Digital publishers find solace in subscriptions through Covid amid ad revenue slump

Summer decline in digital revenues was not as bad as anticipated, with publishers prioritising non-advertising revenue in the year ahead.

UK digital publishers revenue: decline in Q2 was less severe than feared
UK digital publishers revenue: decline in Q2 was less severe than feared

Digital publishers will need to find resilience through subscription revenues, rather than advertising income, in the coming months as market uncertainty continues with the coronavirus pandemic.

Consulting giant Deloitte’s conclusion came alongside the publication of its latest Digital Publishers Revenue Index report, produced with the Association of Online Publishers.

The survey reported a lower-than-expected quarterly drop in UK digital publishing revenues between April and June this year to £96.6m, down by 14.3% year on year. 

This drop was less steep than anticipated, the report said, because the UK was in lockdown for much of this period, and it was mitigated by a 45% increase in subscription revenue to £34.5m over the period.

However, display advertising, the largest revenue category, was down 25%, while recruitment, sponsorship and online video also suffered declines over the quarter. 

Total digital revenue was also down by 6.4% on a 12-month rolling basis up to the end of June. The decline in display advertising revenue was particularly significant, decreasing by 19% (which equates to £45.4m) in 12 months, while online video, sponsorship, recruitment and other classified were also down. However, subscription revenue grew by 27% to £112.3m over the 12 months.


UK digital publishers revenue (April-June 2020, figures from Deloitte and AOP)

“The industry’s focus during Q2 quite rightly fell on growing readership and subscriptions – the challenge for Q3 and beyond will be to sustain it," Dan Ison, lead partner for telecommunications, media and entertainment at Deloitte, said. He cited further research that 36% of UK consumers read more news online during the pandemic and 42% expect to continue to do so once social-distancing restrictions have lifted. 

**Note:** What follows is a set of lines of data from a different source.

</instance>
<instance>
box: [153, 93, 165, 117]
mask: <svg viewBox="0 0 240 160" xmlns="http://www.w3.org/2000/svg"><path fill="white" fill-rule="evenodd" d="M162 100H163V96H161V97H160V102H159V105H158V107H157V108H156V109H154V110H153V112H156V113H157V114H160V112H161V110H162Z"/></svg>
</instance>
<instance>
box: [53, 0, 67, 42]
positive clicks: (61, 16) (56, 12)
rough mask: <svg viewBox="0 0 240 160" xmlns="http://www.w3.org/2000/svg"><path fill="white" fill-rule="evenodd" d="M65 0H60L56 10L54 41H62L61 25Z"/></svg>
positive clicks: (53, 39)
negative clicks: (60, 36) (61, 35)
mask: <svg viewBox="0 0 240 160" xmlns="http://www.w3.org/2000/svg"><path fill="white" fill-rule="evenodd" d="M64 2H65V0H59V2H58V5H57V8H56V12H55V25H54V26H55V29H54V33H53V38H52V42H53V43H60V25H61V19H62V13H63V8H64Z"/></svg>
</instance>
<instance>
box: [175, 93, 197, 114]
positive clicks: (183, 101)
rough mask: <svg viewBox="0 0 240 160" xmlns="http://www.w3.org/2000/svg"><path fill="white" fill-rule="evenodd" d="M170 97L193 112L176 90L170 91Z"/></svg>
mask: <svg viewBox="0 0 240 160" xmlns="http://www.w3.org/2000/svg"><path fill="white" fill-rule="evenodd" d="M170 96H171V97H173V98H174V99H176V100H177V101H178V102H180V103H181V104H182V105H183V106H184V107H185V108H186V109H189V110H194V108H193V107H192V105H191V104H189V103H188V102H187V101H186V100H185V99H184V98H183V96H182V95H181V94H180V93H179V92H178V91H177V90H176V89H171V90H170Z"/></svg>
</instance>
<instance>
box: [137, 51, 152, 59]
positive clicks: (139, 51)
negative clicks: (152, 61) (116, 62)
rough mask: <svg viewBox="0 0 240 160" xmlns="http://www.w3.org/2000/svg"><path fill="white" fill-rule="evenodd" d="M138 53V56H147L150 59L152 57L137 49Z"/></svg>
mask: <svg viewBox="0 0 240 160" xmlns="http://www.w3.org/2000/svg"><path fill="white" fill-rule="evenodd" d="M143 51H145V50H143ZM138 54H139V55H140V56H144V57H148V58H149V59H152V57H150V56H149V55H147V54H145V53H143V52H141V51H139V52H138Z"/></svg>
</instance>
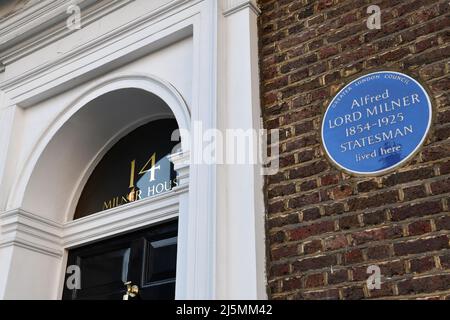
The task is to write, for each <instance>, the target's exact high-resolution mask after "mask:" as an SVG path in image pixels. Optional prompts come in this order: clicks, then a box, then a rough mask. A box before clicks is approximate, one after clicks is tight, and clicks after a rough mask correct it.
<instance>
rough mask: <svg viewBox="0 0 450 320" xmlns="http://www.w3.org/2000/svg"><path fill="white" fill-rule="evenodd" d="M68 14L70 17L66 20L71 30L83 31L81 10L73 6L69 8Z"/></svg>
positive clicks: (73, 5)
mask: <svg viewBox="0 0 450 320" xmlns="http://www.w3.org/2000/svg"><path fill="white" fill-rule="evenodd" d="M66 13H67V14H68V15H69V17H68V18H67V20H66V26H67V28H68V29H69V30H80V29H81V8H80V7H79V6H78V5H76V4H72V5H70V6H68V7H67V10H66Z"/></svg>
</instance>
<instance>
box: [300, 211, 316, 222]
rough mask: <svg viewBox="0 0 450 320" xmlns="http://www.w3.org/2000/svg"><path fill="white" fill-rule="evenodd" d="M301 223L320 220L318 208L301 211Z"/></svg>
mask: <svg viewBox="0 0 450 320" xmlns="http://www.w3.org/2000/svg"><path fill="white" fill-rule="evenodd" d="M302 213H303V221H311V220H316V219H319V218H320V210H319V208H310V209H306V210H303V211H302Z"/></svg>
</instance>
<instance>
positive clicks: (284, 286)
mask: <svg viewBox="0 0 450 320" xmlns="http://www.w3.org/2000/svg"><path fill="white" fill-rule="evenodd" d="M302 281H303V279H302V278H301V277H297V278H289V279H286V280H283V282H282V287H283V290H285V291H291V290H295V289H298V288H301V286H302Z"/></svg>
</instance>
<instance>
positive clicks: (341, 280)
mask: <svg viewBox="0 0 450 320" xmlns="http://www.w3.org/2000/svg"><path fill="white" fill-rule="evenodd" d="M347 281H348V272H347V270H345V269H343V270H338V271H334V272H333V273H332V272H328V283H329V284H339V283H343V282H347Z"/></svg>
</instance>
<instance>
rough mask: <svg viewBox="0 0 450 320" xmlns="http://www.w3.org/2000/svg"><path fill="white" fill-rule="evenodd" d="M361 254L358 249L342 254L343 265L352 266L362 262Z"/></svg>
mask: <svg viewBox="0 0 450 320" xmlns="http://www.w3.org/2000/svg"><path fill="white" fill-rule="evenodd" d="M363 260H364V259H363V252H362V250H360V249H353V250H350V251H347V252H345V253H344V263H345V264H353V263H358V262H362V261H363Z"/></svg>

Ison added: “Building new ways for consumers to consume and enjoy content will ensure that the subscription spike is not short-lived, but continues to support the industry as it navigates market uncertainty. In time, advertising revenues will build again, but it will be subscription revenues which provide publishers with the resilience they so badly need in the months ahead.”

Consumer titles’ revenue decreased by 7.5% over the year to June 2020, with display advertising revenue declining by 20.4% on a rolling 12-month basis. Subscription revenues were particularly strong among B2C publishers, however, growing 41.9% in 12 months. 

B2B revenues saw a more modest decline of 0.9% over the same period, with display advertising down by 0.4%, while recruitment and miscellaneous revenues fell by 24.5% and 16.1% respectively. Subscriptions increased by 8.1%.

The AOP also surveyed board members between July and September and found that confidence in the digital publishing industry has “rebounded strongly” from the fall earlier in 2020. The report authors suggested that “initial fears about the detrimental impact of Covid-19 on publisher revenues may have been overestimated”. Meanwhile, confidence in members’ companies’ financial prospects rebounded equally strongly, the report added. 

The importance of growing non-advertising revenue was universally recognised, with 100% of members surveyed selecting this strategy as a high priority over the next 12 months, compared with 88% in Q3 2019. 

No member saw advertising revenue growth as a high-priority strategy, compared with 13% in Q3 2019, supporting an industry-wide focus on revenue diversification. Two-thirds (67%) of members identified cost reduction as a high strategic priority, up from 38% in Q2 2019.

Richard Reeves, managing director of the AOP, added: “A drop in digital publisher revenue was unfortunately inevitable in Q2 2020 given the Covid-19 pandemic and the impact of the associated national lockdown. But it is heartening to see the decline was not as steep as the industry initially feared, and that some revenue categories such as subscriptions continue to see strong growth. 

“It is also promising to see publisher confidence rebounding, with all our members surveyed prioritising non-advertising revenue growth in a quest to diversify income streams, and some even considering expanding their businesses through acquisition. With another lockdown now in place, publishers don’t have an easy road ahead but these figures provide reassurance the industry is working together in a positive direction.”

The Q2 2020 DPRI report is based on a survey of 17 UK digital publishers, of which 13 are B2C and four are B2B.